SC CTSI Develops New Manuals to Help Researchers Engage Diverse Communities in Clinical Studies
Manuals provide toolkits for strategies to guide researchers as they partner with community members, recruit participants, and involve community voices in research design.
To advance its mission to close gaps in health disparities between the nation's various populations and groups through improved clinical research, the SC CTSI has developed a "toolbox" of publications to help researchers partner more productively with diverse communities of Southern California and beyond.
The 25-page booklets contain strategies, best practices and advice for engaging diverse communities and populations in clinical and translational research, said Marisela Robles, MS, Program Manager in the SC CTSI's Community Engagement program, and a coauthor of the manuals.
Why the focus on community engaged research? Despite efforts by the nation's research institutions and government bodies, clinical studies in the U.S. remain overwhelmingly White; nonwhites including Latinos, Asians, and African Americans, make up a disproportionately small percentage of research participants.
"The underrepresentation of minorities in research is an important contributor to health disparities," said Robles. "The dearth of clinical data specific to different populations and communities often leaves doctors and researchers with insufficient data about biological and cultural variations that can play a role in disease and treatment outcomes."
Real-world guidance for developing community-engaged research.
Clinical researchers rarely receive guidance in community engagement (CE) during their schooling or post-degree training, nor are they typically familiar with the growing body of research on campus-community partnerships, explained Katrina Kubicek, PhDc, Associate Director of the SC CTSI's Community Engagement program, also a coauthor of the manuals.
"The manuals are a concise but complete overview of the community engagement process that researchers can use as they seek to establish relationships with populations that have traditionally remained outside the world of clinical research," said Kubicek.
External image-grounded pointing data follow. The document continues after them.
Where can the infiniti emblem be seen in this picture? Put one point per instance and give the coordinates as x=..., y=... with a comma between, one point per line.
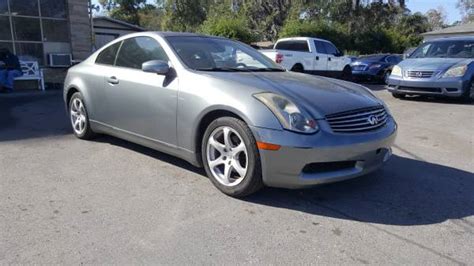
x=373, y=120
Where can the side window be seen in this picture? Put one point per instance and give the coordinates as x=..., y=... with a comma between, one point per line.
x=320, y=47
x=136, y=51
x=330, y=49
x=107, y=56
x=282, y=45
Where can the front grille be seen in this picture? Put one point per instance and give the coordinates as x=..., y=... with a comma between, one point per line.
x=419, y=74
x=360, y=120
x=419, y=89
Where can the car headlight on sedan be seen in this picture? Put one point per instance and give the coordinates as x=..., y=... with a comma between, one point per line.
x=455, y=71
x=396, y=71
x=291, y=117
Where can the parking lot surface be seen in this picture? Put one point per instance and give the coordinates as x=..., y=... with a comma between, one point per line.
x=68, y=201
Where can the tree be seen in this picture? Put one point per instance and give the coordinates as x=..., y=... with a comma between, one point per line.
x=436, y=18
x=466, y=7
x=183, y=15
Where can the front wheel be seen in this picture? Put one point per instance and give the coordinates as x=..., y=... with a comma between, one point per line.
x=79, y=117
x=231, y=158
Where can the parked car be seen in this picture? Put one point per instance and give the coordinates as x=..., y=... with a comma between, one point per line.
x=248, y=126
x=374, y=67
x=310, y=55
x=443, y=67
Three toolkits have been completed so far, with two more forthcoming. Available now are the following:
- Toolkit for Developing Community Partnerships — Introduces the key concepts, practices and strategies in community-engaged research, outlines the potential contributions of CE to successful clinical research, includes case studies, discusses career issues for researchers, and more.
- Tips and Tricks for Successful Research Recruitment: A Toolkit for a Community-Based Approach — Provides nuts-and-bolts advice to prepare researchers for success in CE, including goal-setting, listening to participants, compensation for individuals and organizations, communication, recruitment challenges, keys to participant retention, and more.
- Integrating Community Voices into a Research Study: Community Advisory Board Toolkit — Discusses formation and activities of Community Advisory Boards (CAB), including identification of potential members, staffing, research question development, CAB meeting facilitation, meeting materials and logistics; includes sample CAB member agreement, partnership letter, other documents, and more.
Two forthcoming publications will cover the topics of cultural competency and of dissemination avenues.
CE is a boon for research studies.
Engaging long-overlooked populations is not only good for public health, it benefits research studies, which frequently struggle to achieve adequate participant enrollment. According to one analysis, nearly 20% of studies were either terminated for failed accrual or completed with less than 85% expected enrollment. CE is a powerful tool to help boost and retain participation.
The SC CTSI provides a number of resources, training and consulting services to assist researchers with community-engaged research.